Copyright 2024, NVIDIA CORPORATION & AFFILIATES. All rights reserved. - Triton Inference Server

Triton Server (tritonfrontend) Bindings (Beta)

The tritonfrontend python package is a set of bindings to Triton's existing frontends implemented in C++. Currently, tritonfrontend supports starting up KServeHttp and KServeGrpc frontends. These bindings used in-combination with Triton's Python In-Process API (tritonserver) and tritonclient extend the ability to use Triton's full feature set with a few lines of Python.

Let us walk through a simple example:

First we need to load the desired models and start the server with tritonserver.

python

import tritonserver

# Constructing path to Model Repository
model_path = f"server/src/python/examples/example_model_repository"

server_options = tritonserver.Options(
    server_id="ExampleServer",
    model_repository=model_path,
    log_error=True,
    log_warn=True,
    log_info=True,
)
server = tritonserver.Server(server_options).start(wait_until_ready=True)

Note: model_path may need to be edited depending on your setup.

Now, to start up the respective services with tritonfrontend

python

from tritonfrontend import KServeHttp, KServeGrpc, Metrics
http_options = KServeHttp.Options(thread_count=5)
http_service = KServeHttp(server, http_options)
http_service.start()

# Default options (if none provided)
grpc_service = KServeGrpc(server)
grpc_service.start()

# Can start metrics service as well
metrics_service = Metrics(server)
metrics_service.start()

Finally, with running services, we can use tritonclient or simple curl commands to send requests and receive responses from the frontends.

python

import tritonclient.http as httpclient
import numpy as np # Use version numpy < 2
model_name = "identity" # output == input
url = "localhost:8000"

# Create a Triton client
client = httpclient.InferenceServerClient(url=url)

# Prepare input data
input_data = np.array([["Roger Roger"]], dtype=object)

# Create input and output objects
inputs = [httpclient.InferInput("INPUT0", input_data.shape, "BYTES")]

# Set the data for the input tensor
inputs[0].set_data_from_numpy(input_data)
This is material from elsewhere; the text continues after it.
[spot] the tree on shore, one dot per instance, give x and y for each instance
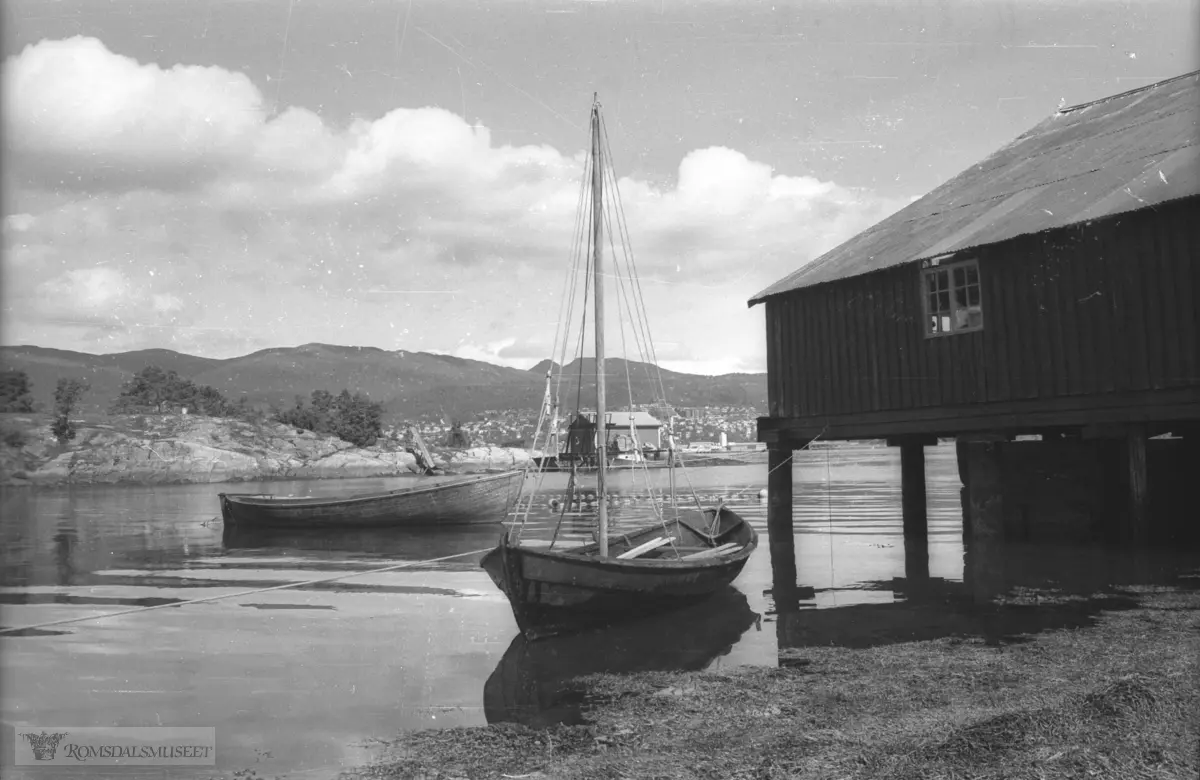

results = client.infer(model_name, inputs=inputs)

# Get the output data
output_data = results.as_numpy("OUTPUT0")

# Print results
print("[INFERENCE RESULTS]")
print("Output data:", output_data)

# Stop respective services and server.
metrics_service.stop()
http_service.stop()
grpc_service.stop()
server.stop()

Additionally, tritonfrontend provides context manager support as well. So steps 2-3, could also be achieved through:

python

from tritonfrontend import KServeHttp
import tritonclient.http as httpclient
import numpy as np  # Use version numpy < 2

with KServeHttp(server) as http_service:
    # The identity model returns an exact duplicate of the input data as output
    model_name = "identity"
    url = "localhost:8000"
    # Create a Triton client
    with httpclient.InferenceServerClient(url=url) as client:
        # Prepare input data
        input_data = np.array(["Roger Roger"], dtype=object)
        # Create input and output objects
        inputs = [httpclient.InferInput("INPUT0", input_data.shape, "BYTES")]
        # Set the data for the input tensor
        inputs[0].set_data_from_numpy(input_data)
        # Perform inference
        results = client.infer(model_name, inputs=inputs)
        # Get the output data
        output_data = results.as_numpy("OUTPUT0")
        # Print results
        print("[INFERENCE RESULTS]")
        print("Output data:", output_data)

server.stop()

With this workflow, you can avoid having to stop each service after client requests have terminated.

Known Issues

The following features are not currently supported when launching the Triton frontend services through the python bindings:
- Tracing
- Shared Memory
- Restricted Protocols
- VertexAI
- Sagemaker
After a running server has been stopped, if the client sends an inference request, a Segmentation Fault will occur.